DU Alumni

Startup from Daniels grads now 84th fastest-growing private company in the U.S.

LED-Supply-Co-C

Brian Stern and Webb Lawrence are the founders of LED Supply Co. Courtesy photo

As fraternity brothers and students at the Daniels College of Business, LED Supply Co. founders Brian Stern (BSBA ’07) and Webb Lawrence (BSBA ’07) already knew they would make great business partners one day. All they needed to do was find the right opportunity at the right time.

“We actually bounced a few crazy ideas off each other, until Brian had the idea to do this,” Lawrence says. Stern, whose family ran a seafood importing business, saw the demand for efficient and durable LED lighting in the cold-storage industry. In college, Stern learned he had a way with numbers and financial models, and Webb discovered his gift for salesmanship while successfully selling radio advertising.

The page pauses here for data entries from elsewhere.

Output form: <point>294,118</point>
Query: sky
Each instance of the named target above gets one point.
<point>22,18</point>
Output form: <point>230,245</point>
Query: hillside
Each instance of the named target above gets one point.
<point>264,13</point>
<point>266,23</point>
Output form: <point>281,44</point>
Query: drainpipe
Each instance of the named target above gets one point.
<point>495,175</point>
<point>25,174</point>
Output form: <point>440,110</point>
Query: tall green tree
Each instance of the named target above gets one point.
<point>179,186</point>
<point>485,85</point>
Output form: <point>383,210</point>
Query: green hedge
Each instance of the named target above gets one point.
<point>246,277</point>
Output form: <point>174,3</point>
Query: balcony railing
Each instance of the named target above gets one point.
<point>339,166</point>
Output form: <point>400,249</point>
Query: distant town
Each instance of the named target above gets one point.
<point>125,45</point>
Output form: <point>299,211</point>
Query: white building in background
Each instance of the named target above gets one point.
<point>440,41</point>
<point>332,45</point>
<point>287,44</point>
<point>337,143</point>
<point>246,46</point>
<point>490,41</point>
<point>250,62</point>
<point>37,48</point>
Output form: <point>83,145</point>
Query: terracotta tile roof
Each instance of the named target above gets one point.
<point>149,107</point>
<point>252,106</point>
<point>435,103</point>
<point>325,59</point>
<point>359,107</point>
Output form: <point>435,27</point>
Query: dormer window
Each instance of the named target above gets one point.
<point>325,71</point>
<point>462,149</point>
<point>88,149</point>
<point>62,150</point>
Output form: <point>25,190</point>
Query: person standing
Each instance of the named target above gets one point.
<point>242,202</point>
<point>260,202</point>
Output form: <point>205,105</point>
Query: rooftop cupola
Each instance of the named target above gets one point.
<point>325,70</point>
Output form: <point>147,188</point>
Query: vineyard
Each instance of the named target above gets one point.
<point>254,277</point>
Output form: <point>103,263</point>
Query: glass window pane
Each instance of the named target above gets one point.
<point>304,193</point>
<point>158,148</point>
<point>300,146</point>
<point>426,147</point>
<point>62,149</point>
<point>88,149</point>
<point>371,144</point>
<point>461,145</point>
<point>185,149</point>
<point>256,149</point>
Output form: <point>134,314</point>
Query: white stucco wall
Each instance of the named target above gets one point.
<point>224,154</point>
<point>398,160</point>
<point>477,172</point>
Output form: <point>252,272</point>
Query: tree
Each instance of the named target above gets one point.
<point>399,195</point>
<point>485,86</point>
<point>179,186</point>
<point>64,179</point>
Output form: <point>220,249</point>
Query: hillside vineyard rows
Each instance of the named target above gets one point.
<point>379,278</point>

“I was hired to sell advertising for a local radio station with a signal that could not be heard in downtown Denver — not an easy sale,” he says. So in 2009, unshaken by the recession, the new graduates decided to take a leap of faith and enter a world they knew almost nothing about: the LED lighting industry.

“Really, it just starts with a vision,” Stern says. “You have an idea for a product, and then you figure out how to do it.”

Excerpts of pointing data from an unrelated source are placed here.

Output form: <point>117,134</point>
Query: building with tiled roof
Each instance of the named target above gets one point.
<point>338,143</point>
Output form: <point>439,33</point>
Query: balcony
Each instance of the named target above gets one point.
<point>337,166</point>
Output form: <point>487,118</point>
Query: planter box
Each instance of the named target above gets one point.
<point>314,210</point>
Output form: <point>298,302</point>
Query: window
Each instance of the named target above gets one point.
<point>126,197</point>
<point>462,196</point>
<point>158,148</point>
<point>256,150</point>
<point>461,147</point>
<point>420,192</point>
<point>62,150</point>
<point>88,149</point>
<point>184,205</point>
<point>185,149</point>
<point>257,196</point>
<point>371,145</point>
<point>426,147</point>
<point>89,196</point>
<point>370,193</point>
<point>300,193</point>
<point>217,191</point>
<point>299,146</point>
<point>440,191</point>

During the early days of the business, the two spent countless hours at Stern’s kitchen table on late-night conference calls with overseas vendors, took apart nearly a hundred product samples, and learned everything they could about the technical components of LED lights. “Our motto when we started was just to outwork the competition — once we learned that there was competition out there,” Stern says.

During the first two years, the duo realized that competing with multibillion-dollar companies like Philips and GE — and their impressive engineering budgets — was a tough and unlikely path to success. Instead they pivoted and became a distributor, using the knowledge gained from prototyping and component research to sell LED lighting for the same manufacturers with whom they had tried to compete.

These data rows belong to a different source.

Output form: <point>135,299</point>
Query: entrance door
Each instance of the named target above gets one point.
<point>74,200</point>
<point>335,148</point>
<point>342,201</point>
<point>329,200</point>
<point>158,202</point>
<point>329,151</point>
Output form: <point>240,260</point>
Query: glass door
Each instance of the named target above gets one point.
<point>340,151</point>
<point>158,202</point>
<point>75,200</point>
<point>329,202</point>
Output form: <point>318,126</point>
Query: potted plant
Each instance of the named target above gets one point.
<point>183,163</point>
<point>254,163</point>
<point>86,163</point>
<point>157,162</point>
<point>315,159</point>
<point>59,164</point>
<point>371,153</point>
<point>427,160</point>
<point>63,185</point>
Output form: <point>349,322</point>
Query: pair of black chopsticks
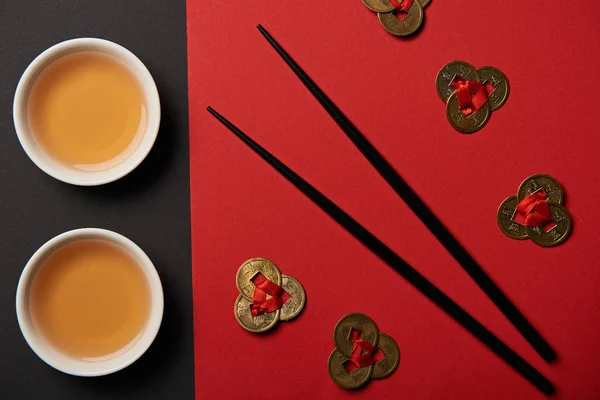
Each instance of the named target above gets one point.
<point>428,218</point>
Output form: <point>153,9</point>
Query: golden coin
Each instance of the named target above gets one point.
<point>294,305</point>
<point>354,321</point>
<point>379,5</point>
<point>506,213</point>
<point>498,80</point>
<point>250,269</point>
<point>463,123</point>
<point>450,71</point>
<point>408,26</point>
<point>343,378</point>
<point>558,233</point>
<point>541,182</point>
<point>391,351</point>
<point>260,323</point>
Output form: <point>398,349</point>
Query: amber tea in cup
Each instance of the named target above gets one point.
<point>89,299</point>
<point>89,302</point>
<point>87,110</point>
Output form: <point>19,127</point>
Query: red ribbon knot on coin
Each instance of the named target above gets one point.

While the manufacturers were employing sales reps and agents to sell everything from HID (high-intensity discharge) technology to fluorescents, the DU grads’ startup offered to sell LED lighting exclusively and better than the competition. Their technical expertise and sales acumen gained the duo contracts with Philips, GE and Cooper Lighting right off the bat. Selling multiple competing brands was unheard of in the lighting distribution business, but the company’s laser focus on the product it understood best was the competitive edge it needed to reach new heights.

This year, LED Supply is expected to reach $14 million in revenue. Inc. Magazine ranked it as one of the country’s top 100 fastest-growing private companies in 2015, and Denver Business Journal published a story on its tremendous growth shortly thereafter.

Stern and Lawrence have purchased their first building and will be onboarding their 18th employee in just a few weeks. But the two rarely reflect on the success they have had so far. Instead, they are always looking for the next opportunity. When one of their top salesmen told them his girlfriend was moving to San Diego, they used this as an opportunity to open a West Coast office. A business connection who worked for Xcel Energy in Eau Claire, Wis., helped them open their first Midwest location. LED Supply is on the verge of launching an ecommerce platform to attract businesses across the country, and the company has patented its first product, a wireless mass-notification system that opened up a business segment so promising that it granted a brief return to their engineering roots.

“Our core business is still growing pretty dramatically, and we’re still spending a lot of our time on that,” Stern says. “And then there are opportunities that present themselves, and I think it’s the same for any new company: You have to take those opportunities and act on them.”

What the numbers don’t reveal is that the road to success was rocky. Starting a business during the recession made it impossible to secure a loan during the first four years, and the realization that large manufacturing companies could take them out of business forced Stern and Lawrence to adapt their vision.

Despite what they describe as a naïve start to their endeavors, the two agree on one thing: New graduates who are thinking about starting a business should not be afraid to jump in the deep end.

“You’ll be surprised at how much you learn and how many paths to success there are,” Lawrence says. “Just don’t be afraid to take that leap.”